Making digital content accessible by everyone

Thankfully, the Government, industry workers, and members of the voluntary sector have come together in an eAccessibility forum, to develop an action plan to help make digital content accessible by more users.

Parlour Design works hard to ensure all their websites are accessible in a wide variety of formats, using:

  • Logical page structures for all the content (even with style sheets switched off), 
  • Not using ‘flash’ animation for layout or content purposes (just for pleasing design aesthetic features)
  • Always using ‘alternative text’ for images (and only then when text is not appropriate in the first place).
    • (rather than the common technique by many designers of using images for text, because they’re being lazy designers and can’t work out how to make the text appear how they want to, in it’s pure form!).
  • Placing the bulk of navigational links at the base of the page (even if on display, it seems to be before the main text)
  • Helping the page render differently, depending on the type of browser being used.
  • Using flexible font sizes (rather than fixed pixel dimensions), so users can easily increase the size of any text with a simple mouse action.
Thankfully, this particular group mentioned at the outset are also working on expanding the roll out of these simple methods, along with many other ideas as featured in this initial report:
(The report is also due to be updated every 3 months, with new developments).
One key area I was interested in, is point 3, Website Services:

3. Websites services work stream

Websites are the gateway to almost every business, voluntary organisation, or provider of information about public services.
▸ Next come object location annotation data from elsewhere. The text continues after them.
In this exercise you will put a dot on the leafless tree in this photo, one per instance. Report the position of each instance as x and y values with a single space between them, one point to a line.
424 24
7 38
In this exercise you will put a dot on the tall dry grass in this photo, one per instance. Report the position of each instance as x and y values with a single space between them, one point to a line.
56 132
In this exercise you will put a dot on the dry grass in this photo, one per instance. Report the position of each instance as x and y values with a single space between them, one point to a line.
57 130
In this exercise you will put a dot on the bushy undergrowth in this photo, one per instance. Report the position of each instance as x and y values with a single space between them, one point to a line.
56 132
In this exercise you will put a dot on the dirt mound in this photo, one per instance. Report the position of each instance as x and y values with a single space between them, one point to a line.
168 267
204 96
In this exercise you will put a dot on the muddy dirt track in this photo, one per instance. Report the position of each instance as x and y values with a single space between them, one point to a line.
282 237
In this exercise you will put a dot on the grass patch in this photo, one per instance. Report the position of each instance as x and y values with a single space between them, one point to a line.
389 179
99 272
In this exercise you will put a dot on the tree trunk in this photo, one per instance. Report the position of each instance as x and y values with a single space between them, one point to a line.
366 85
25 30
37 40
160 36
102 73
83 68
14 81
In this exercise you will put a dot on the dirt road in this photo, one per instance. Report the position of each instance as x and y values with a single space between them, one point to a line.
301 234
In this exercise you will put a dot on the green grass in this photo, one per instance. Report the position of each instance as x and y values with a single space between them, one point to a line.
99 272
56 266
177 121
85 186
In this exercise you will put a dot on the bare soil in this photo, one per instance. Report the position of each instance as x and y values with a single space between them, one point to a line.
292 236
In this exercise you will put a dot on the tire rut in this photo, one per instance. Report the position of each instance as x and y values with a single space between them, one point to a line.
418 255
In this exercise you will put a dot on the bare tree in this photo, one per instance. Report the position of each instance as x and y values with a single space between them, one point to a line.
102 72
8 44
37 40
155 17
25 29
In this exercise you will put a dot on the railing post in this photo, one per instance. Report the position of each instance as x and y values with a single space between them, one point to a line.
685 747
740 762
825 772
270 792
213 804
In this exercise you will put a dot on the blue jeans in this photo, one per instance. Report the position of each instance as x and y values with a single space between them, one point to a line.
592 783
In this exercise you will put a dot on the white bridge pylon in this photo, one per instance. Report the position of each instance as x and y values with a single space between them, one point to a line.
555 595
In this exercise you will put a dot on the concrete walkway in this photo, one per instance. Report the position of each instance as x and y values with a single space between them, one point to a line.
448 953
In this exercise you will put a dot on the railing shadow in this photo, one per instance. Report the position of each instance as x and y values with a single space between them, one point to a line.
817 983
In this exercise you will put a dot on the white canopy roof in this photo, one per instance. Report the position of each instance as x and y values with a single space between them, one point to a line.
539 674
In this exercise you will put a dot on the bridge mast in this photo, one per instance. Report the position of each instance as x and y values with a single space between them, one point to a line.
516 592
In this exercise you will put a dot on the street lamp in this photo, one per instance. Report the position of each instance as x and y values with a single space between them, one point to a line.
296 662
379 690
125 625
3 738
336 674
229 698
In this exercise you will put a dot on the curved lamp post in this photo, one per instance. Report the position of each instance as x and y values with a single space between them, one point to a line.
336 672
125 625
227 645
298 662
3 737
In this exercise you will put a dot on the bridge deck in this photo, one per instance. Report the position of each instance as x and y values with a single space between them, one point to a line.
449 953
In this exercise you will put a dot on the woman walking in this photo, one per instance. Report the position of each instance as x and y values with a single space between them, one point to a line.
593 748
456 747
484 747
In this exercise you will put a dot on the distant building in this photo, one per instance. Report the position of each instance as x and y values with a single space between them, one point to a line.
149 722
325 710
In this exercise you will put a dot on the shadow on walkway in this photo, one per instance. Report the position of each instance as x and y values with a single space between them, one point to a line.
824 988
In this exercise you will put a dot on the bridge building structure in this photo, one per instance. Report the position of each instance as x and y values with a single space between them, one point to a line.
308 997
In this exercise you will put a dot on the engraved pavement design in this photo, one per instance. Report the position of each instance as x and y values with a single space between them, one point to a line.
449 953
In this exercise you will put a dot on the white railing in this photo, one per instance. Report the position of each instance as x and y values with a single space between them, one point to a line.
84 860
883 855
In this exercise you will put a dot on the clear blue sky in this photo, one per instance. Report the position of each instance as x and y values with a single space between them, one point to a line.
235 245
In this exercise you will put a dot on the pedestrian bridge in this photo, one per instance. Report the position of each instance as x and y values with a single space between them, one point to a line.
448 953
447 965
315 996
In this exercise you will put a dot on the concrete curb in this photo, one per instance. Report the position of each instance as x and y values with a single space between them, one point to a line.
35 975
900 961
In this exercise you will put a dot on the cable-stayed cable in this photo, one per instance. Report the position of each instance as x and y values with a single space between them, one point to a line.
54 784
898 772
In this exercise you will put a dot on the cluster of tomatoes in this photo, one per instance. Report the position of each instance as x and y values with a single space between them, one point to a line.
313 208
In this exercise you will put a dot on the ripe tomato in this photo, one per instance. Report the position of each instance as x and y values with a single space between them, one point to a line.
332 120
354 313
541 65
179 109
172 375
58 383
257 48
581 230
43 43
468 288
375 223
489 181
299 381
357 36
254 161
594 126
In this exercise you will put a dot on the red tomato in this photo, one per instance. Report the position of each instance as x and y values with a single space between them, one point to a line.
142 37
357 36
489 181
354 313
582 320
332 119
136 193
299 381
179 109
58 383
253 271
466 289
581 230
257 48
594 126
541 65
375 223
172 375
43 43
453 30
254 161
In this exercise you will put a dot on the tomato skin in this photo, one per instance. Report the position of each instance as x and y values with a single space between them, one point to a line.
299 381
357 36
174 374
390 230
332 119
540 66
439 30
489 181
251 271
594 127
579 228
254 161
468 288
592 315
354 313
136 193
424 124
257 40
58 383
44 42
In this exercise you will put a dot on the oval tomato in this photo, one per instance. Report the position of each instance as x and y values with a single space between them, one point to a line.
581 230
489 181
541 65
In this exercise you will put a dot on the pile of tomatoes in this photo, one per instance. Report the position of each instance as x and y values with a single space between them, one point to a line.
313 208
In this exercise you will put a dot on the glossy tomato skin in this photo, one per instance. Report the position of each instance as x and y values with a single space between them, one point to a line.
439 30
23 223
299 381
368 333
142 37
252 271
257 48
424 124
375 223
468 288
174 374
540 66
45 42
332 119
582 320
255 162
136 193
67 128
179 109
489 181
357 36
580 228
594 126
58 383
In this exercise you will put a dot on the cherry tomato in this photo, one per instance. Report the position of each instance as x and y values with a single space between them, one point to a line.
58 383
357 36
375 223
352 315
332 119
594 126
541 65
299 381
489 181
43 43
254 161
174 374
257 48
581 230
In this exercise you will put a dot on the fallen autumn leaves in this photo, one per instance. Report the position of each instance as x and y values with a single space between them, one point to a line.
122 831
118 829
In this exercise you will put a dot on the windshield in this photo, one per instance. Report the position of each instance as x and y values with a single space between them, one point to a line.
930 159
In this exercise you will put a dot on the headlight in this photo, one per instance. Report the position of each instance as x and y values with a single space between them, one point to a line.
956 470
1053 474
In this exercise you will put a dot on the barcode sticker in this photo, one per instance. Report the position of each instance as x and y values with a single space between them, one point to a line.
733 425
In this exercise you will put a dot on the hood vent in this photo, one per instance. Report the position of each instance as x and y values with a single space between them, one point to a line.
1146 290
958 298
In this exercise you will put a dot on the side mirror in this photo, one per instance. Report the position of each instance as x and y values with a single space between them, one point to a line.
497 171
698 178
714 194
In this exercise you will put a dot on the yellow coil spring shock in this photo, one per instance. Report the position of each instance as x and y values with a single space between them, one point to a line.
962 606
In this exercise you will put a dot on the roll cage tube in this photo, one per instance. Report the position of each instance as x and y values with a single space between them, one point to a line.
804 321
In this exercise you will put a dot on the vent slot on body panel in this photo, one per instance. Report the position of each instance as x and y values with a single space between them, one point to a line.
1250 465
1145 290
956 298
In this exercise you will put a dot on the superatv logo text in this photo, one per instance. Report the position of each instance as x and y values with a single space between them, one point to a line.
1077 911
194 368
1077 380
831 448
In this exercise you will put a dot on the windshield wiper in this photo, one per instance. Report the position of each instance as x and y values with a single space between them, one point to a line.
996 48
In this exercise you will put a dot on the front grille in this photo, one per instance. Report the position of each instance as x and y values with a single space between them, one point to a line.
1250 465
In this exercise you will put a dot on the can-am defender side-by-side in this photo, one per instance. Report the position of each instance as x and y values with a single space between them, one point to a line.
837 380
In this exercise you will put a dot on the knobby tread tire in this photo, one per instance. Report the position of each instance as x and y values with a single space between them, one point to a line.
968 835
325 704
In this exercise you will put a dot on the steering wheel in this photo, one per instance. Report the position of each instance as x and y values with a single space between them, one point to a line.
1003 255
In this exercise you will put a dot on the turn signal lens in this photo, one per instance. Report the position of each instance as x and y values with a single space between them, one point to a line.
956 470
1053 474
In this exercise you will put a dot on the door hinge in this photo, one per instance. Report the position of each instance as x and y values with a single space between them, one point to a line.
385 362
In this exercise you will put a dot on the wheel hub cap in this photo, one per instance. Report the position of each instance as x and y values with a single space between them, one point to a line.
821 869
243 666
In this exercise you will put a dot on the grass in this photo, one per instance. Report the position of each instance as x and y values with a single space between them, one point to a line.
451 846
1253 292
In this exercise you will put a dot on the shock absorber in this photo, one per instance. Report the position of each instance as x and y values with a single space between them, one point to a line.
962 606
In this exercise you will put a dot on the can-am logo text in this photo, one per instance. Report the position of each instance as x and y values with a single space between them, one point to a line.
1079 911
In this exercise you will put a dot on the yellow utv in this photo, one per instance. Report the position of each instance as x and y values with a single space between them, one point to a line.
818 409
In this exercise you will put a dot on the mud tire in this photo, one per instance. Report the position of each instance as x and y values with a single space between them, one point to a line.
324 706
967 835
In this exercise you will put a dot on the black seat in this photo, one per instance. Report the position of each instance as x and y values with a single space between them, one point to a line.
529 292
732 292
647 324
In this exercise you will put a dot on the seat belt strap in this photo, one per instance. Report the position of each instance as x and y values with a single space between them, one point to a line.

Whether or not they are direct sales and marketing tools, they are key contributors to the financial efficiency of each body. A well designed website draws in more users, and reduces the need for other means of customer support such as call centres. Although there are internationally recognised standards and guidelines of website accessibility, these are poorly adhered to by the public sector or by the private sector. This work stream will explore the reasons for this and assist both government and private sector to develop websites and online services that conform appropriately to web standards, guidelines and best practices, such as WCAG 2.0 AA and relevant W3C specifications. It will also take forward plans for a One Stop Shop for information on eAccessibility, and look at how the website designers of tomorrow can be trained to design accessibility into their products and services.

I’m very often so disappointed with the incredibly poor ‘housekeeping’ of so many website developers, and just how much extra code has been thrown in to most of the source code, particularly when using ‘design software’ to try and make things look like they think (rather than understanding the language behind it, to just use the ‘pure ingredients’).

I look forward to the further adoption of these developments, and seeing how the working party get on.